Il campionato ha un successo strepitoso. Sulle tribune dello stadio costruito con le nostre mani non ci sono mai meno di duemila spettatori. Tifosi di tutta Italia popolano in quei giorni sia lo stadio che il paese. Lo scudetto lo vincono i Lupi ma il risultato non è la cosa più importante. Il vero successo è che quel primo campionato si sia disputato.

Giugno 2003, Roma

Per il trentennale della nascita dei Gladiatori, la squadra in cui per anni ho militato, stiamo organizzando una grande festa allo Stadio dei Marmi. Non può mancare Bruno Beneck.

Se il football americano qui in Italia ha preso piede lo si deve, certo, al nostro impegno… ma principalmente al suo, all’entusiasmo che è stato in grado di trasmetterci, al fondamentale aiuto che ci ha sempre garantito. Non lo sento da due anni. Le nostre telefonate, nel corso del tempo, si sono involontariamente ma inesorabilmente diradate.

– Ciao presidente!

– Ciao campione!

In realtà è quella di Beneck una stirpe di campioni (le figlie Daniela e Anna sono state nuotatrici leggendarie, sposate a loro volta con due olimpionici di atletica leggera). Quel saluto mi mette in imbarazzo ma, al tempo stesso, mi inorgoglisce… perché evidentemente Bruno un campione mi considera davvero. Forse anche solo per il fatto di aver condiviso con lui l’incredibile avventura di quel primo campionato.

– Mi raccomando, ci saremo tutti… non puoi mancare proprio tu!

Lui esita. La sua voce stentata non si decide a darmi una risposta affermativa. Insisto. Ancora esitante, mi congeda con una scusa. L’indomani mi chiama la figlia Daniela.

– Mi dispiace Marcello, papà non sta bene, non può proprio venire.

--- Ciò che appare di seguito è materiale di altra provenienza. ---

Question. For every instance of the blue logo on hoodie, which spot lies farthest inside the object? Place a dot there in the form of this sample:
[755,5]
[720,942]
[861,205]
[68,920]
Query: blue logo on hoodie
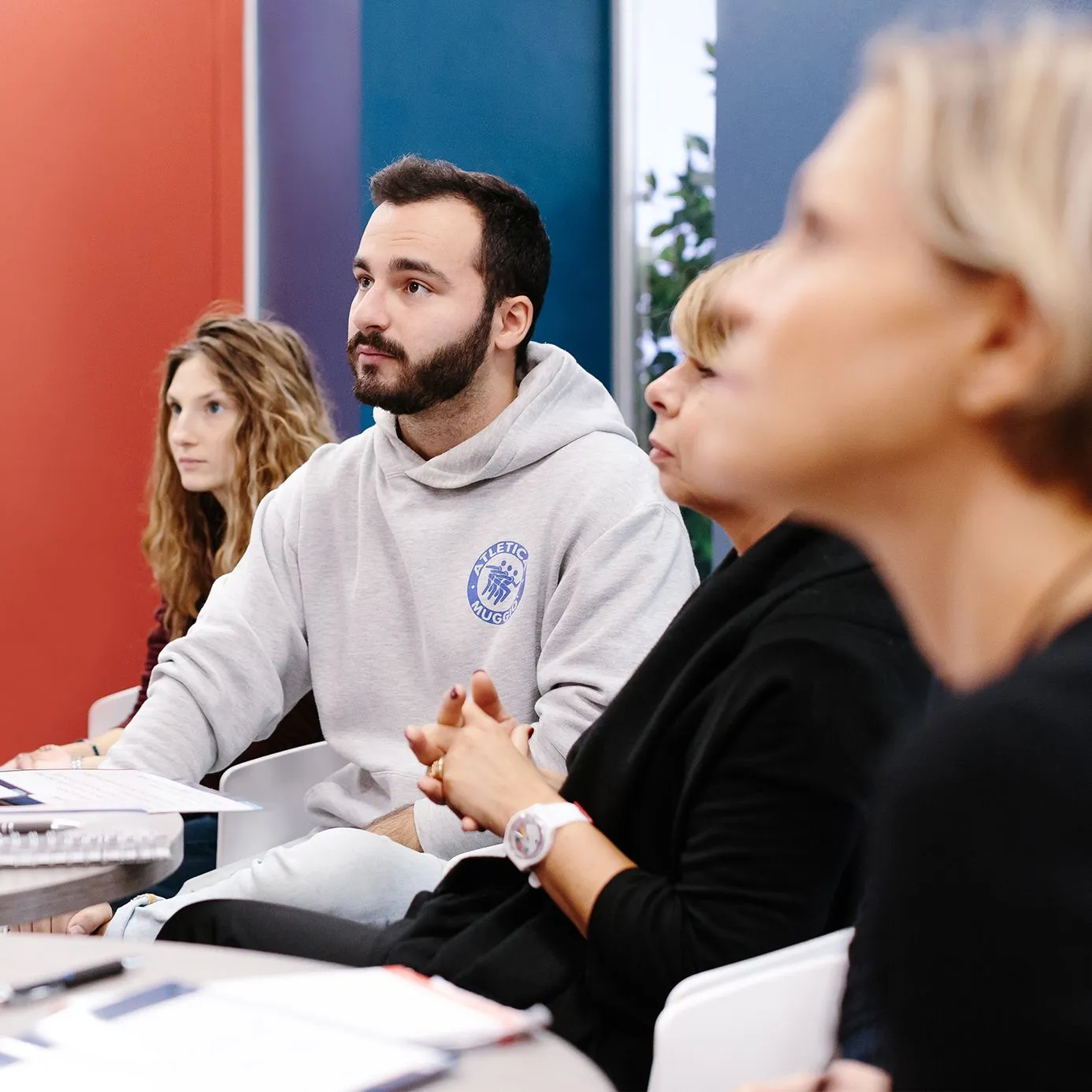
[495,585]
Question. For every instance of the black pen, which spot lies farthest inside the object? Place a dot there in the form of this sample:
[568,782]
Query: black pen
[33,826]
[39,990]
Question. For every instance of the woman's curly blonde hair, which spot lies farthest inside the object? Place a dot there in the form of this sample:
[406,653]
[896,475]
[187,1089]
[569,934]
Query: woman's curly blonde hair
[268,370]
[698,321]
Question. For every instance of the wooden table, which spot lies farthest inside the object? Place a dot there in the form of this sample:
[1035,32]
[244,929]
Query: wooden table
[28,894]
[538,1064]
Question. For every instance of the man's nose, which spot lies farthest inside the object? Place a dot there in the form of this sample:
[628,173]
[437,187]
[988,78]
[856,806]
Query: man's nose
[370,310]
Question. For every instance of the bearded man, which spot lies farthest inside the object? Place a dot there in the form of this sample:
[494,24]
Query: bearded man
[498,515]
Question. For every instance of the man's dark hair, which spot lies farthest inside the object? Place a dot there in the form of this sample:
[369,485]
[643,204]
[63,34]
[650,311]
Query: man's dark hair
[514,259]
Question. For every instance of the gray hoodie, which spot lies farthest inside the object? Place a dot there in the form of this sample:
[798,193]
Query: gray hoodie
[540,549]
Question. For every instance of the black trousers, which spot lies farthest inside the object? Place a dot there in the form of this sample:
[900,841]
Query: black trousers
[285,930]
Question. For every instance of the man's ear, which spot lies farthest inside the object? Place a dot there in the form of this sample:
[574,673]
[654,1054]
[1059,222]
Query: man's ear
[512,321]
[1012,358]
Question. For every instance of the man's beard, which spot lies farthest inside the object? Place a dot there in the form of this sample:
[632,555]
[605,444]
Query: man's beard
[440,377]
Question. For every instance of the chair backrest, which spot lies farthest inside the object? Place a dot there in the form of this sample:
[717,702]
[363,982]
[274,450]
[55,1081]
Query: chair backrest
[279,783]
[774,1016]
[110,711]
[835,942]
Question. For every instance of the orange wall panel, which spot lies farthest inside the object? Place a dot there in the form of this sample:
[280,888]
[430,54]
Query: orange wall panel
[121,213]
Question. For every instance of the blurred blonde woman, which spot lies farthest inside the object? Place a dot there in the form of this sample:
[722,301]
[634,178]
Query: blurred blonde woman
[916,370]
[240,410]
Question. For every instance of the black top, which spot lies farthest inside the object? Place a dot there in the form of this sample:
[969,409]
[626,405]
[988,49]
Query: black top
[734,769]
[978,933]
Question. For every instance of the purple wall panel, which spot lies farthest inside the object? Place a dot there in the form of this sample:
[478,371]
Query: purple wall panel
[309,110]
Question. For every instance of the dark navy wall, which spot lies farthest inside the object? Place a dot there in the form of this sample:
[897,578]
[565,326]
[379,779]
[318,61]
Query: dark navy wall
[520,88]
[309,110]
[784,70]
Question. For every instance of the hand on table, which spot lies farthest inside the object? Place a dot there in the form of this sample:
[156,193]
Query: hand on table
[91,921]
[47,757]
[487,771]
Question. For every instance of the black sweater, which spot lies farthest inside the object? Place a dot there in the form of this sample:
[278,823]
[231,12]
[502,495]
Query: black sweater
[978,931]
[734,769]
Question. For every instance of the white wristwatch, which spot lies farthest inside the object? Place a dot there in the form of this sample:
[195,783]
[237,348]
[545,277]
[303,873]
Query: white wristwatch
[529,835]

Festeggiamo il trentennale. L’assenza del grande presidente si fa sentire ma dopotutto, penso, ci saranno altre occasioni. Pochi giorni dopo Bruno Beneck muore. Avrei dovuto accorgermi che le sue condizioni erano gravi. Ma la mia mente si rifiutava di accettare che il tempo fosse passato anche per lui.

Per me Bruno era sempre l’uomo energico e entusiasta che avevo conosciuto nel suo ufficio. Il trascinatore che, in quindici minuti di telefonate, aveva creato i presupposti per realizzare un sogno.

Nel 2017 il nome di Marcello Loprencipe è stato inserito nella Hall of Fame della Fidaf-Federazione Italiana di American Football, che celebra gli uomini che hanno fatto la storia di questo sport in Italia.